Being an outsider anywhere is nerve-wrecking. But for a refugee, the experience is compounded ten-fold. Often they struggle to acclimatise. Acutely aware of their differences, it knocks a person’s self-esteem. Yet immigration presents systemic challenges. While working with refugees, humanitarian Jessica Thompson listened as they explained how they were qualified in various fields, but their certifications meant nothing in the United Kingdom. When she asked what skills they could offer, they all had the same response – cooking.

In 2017, Thompson launched Migrateful, a social enterprise that gives migrants a platform to share their expertise with other communities. “Our mission is to help them build independent, happy lives in the UK,” she says. Hosting people from countries including China, Cuba, Nigeria, and Pakistan, the project alters the power dynamic between refugees and the communities they are trying to integrate into. Members of host countries can have a negative impression of those entering their space, assuming that newcomers will gain jobs that were meant for them. But people journey thousands of kilometres just to give themselves and their families a better life. Some have faced sex trafficking, abuse, and war. Coming to a new country, they face isolation which is deepened by the trauma they have experienced.
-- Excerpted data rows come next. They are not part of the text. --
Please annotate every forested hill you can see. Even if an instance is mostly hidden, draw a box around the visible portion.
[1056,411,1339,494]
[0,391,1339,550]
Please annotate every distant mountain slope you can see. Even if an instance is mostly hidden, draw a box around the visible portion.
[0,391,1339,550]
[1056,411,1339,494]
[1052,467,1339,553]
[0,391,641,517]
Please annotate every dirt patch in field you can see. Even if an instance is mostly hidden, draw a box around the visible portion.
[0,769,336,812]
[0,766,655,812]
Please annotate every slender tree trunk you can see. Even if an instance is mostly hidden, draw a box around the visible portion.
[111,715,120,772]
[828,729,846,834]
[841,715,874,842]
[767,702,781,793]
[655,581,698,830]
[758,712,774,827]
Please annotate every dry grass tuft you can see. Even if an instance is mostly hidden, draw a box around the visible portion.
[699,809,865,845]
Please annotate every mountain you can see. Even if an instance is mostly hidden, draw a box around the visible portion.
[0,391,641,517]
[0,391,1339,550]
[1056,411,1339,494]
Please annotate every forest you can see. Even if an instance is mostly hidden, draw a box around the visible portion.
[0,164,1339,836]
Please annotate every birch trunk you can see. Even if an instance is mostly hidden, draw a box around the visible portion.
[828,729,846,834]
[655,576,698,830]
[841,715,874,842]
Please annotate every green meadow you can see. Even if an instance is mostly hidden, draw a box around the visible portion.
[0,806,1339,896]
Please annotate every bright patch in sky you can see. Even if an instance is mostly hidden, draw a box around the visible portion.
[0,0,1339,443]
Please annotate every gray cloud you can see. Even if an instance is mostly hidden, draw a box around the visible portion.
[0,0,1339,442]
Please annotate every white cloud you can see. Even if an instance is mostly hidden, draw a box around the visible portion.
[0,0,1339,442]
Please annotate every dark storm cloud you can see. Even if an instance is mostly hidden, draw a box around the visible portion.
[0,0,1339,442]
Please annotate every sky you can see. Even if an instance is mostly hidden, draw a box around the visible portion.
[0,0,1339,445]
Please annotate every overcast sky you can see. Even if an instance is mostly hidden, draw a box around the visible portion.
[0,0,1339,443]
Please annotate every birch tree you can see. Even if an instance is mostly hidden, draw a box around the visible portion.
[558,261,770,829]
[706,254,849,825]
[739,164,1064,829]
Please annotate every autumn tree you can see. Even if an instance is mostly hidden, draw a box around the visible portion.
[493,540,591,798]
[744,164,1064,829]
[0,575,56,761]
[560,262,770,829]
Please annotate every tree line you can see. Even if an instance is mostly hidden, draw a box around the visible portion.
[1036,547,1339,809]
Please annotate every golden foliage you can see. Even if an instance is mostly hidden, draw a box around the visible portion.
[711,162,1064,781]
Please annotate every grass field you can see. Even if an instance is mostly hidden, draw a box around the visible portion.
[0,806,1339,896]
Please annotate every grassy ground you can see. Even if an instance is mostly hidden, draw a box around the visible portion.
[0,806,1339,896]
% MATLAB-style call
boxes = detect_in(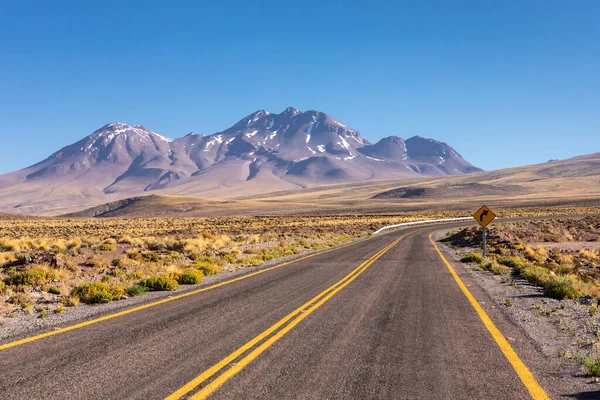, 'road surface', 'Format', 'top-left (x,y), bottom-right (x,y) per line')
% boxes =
(0, 225), (592, 399)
With the guidance of Thompson and her team, migrants are able to navigate their circumstances with more confidence. It starts off by cooking in a trainee programme. In front of a pot, they continue the traditions their families have maintained for years. Their focus shifts from the pressing issues of gaining asylum and instead turns to creativity, enjoying the company of others, and getting used to speaking English. After 12 weeks, they’re ready to lead cooking classes for members of the community.

As they prepare meals with their students, the chefs have the chance to share their stories and speak about their country and heritage. Though Thompson’s initiative is founded on cooking classes, students leave with a lesson in culture and compassion, bound by a sense of respect for all those who immigrate. The teachers themselves are paid for their work and rewarded with a sense of pride, accomplishment, and a place in the community. “Cooking has the power to truly transform lives,” Thompson says. Since the initiative began, she’s facilitated over 1 000 classes and supported 57 chefs. With classes continuing online due to the COVID-19 pandemic, Thompson is determined to make the immigration process as welcoming as possible.